シミズは暴発しそうな心臓の鼓動をなだめようと悪態をついた。
息をできるだけ深く吸い、体を蝕む恐怖と苛立ちも出ていってくれるよう祈り吐き出す。えずくだけだった。

28年ともに在る猟銃を恋人を抱き寄せるように身に寄せた。雨粒がはねる細長い金属製の銃身は漆黒に濡れ、重く腕に堪える。だが頼みの綱はコイツだけだった。

銃で撃つなんてかわいそう?銀河の果てから高みの見物をかましている連中に何が分かる。こういう奴ほどいざ自分の近所にアレが現れたら声高に殺せとわめくに決まっている。想像力のない木偶どもだ。
次は怒りをまとい手の震えを止めようと試みる。こちらのほうが具合がいいかもしれない。アレから逃げることは不可能だ。やらなければ脳味噌をすすられるだけだ。

頭は狙えない。
アレの頭蓋骨は分厚くシミズの持つ弾丸では撃ち砕くことが出来ない。せめてND社製の特殊硬化弾を持ってくるべきだったか。
ここまでの大物がいるとは予想外だった。この辺りは中型程度しか目撃情報がなかった。金欠で準備を怠った自分を呪った。

狙えるとすれば、人間でいう【心臓】の部分。ここならシミズの装備でも撃ち抜くことが出来るはずだ。

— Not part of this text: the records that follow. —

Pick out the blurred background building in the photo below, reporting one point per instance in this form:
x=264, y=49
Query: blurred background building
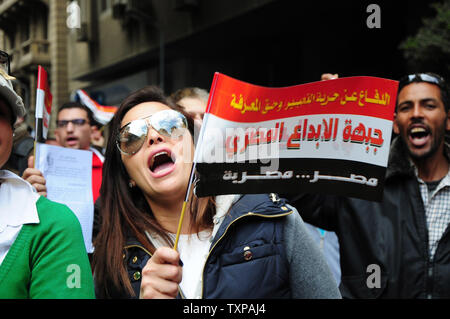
x=112, y=47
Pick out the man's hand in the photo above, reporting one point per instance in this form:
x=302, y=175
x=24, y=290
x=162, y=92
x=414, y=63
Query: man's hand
x=35, y=177
x=329, y=76
x=161, y=275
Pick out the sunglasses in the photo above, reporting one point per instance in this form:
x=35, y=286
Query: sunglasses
x=167, y=123
x=5, y=61
x=422, y=77
x=76, y=122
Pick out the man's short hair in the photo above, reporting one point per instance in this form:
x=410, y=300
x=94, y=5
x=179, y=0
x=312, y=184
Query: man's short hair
x=78, y=105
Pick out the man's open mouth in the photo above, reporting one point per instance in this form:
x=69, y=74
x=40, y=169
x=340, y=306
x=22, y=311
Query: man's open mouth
x=419, y=135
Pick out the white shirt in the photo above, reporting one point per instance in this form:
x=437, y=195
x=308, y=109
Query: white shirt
x=437, y=210
x=18, y=207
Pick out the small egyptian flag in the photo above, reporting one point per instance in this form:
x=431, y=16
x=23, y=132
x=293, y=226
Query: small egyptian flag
x=43, y=106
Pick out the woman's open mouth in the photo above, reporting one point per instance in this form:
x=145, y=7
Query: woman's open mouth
x=161, y=163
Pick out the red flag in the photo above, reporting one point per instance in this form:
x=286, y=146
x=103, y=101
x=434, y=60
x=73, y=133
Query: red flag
x=43, y=105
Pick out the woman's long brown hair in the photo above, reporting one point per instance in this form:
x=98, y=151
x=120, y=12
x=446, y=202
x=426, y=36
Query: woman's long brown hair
x=124, y=212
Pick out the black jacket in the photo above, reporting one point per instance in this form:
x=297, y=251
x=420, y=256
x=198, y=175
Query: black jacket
x=247, y=247
x=391, y=234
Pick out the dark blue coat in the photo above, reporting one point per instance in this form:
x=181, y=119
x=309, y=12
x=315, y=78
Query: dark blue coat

しかしアレが既に進化を遂げていなければ、の話だ。アレが進化をしていたら心臓が複数個に増えている可能性がある。
あれほどの大物ならば第4段階くらいには成っているかもしれない。心臓を一つ破壊したところで襲いかかるスピードは衰えない。
撃った直後に自分は身を裂かれるだろう。

周囲に耳を澄ませる。
何かが這いまわる音はするが、アレの音ではない。
アレはこの星のイカれた王者だ。王者は這いずることも夜の闇に紛れることもしない。
アレは堂々と太陽の光のもと悠然と星を破壊して回り全てを喰らいつくす。
シミズは胸ポケットに潜む、冷たく硬く蠢く【切り札】を銃に装填した。
夜が自分を隠している内に終わらせなければ。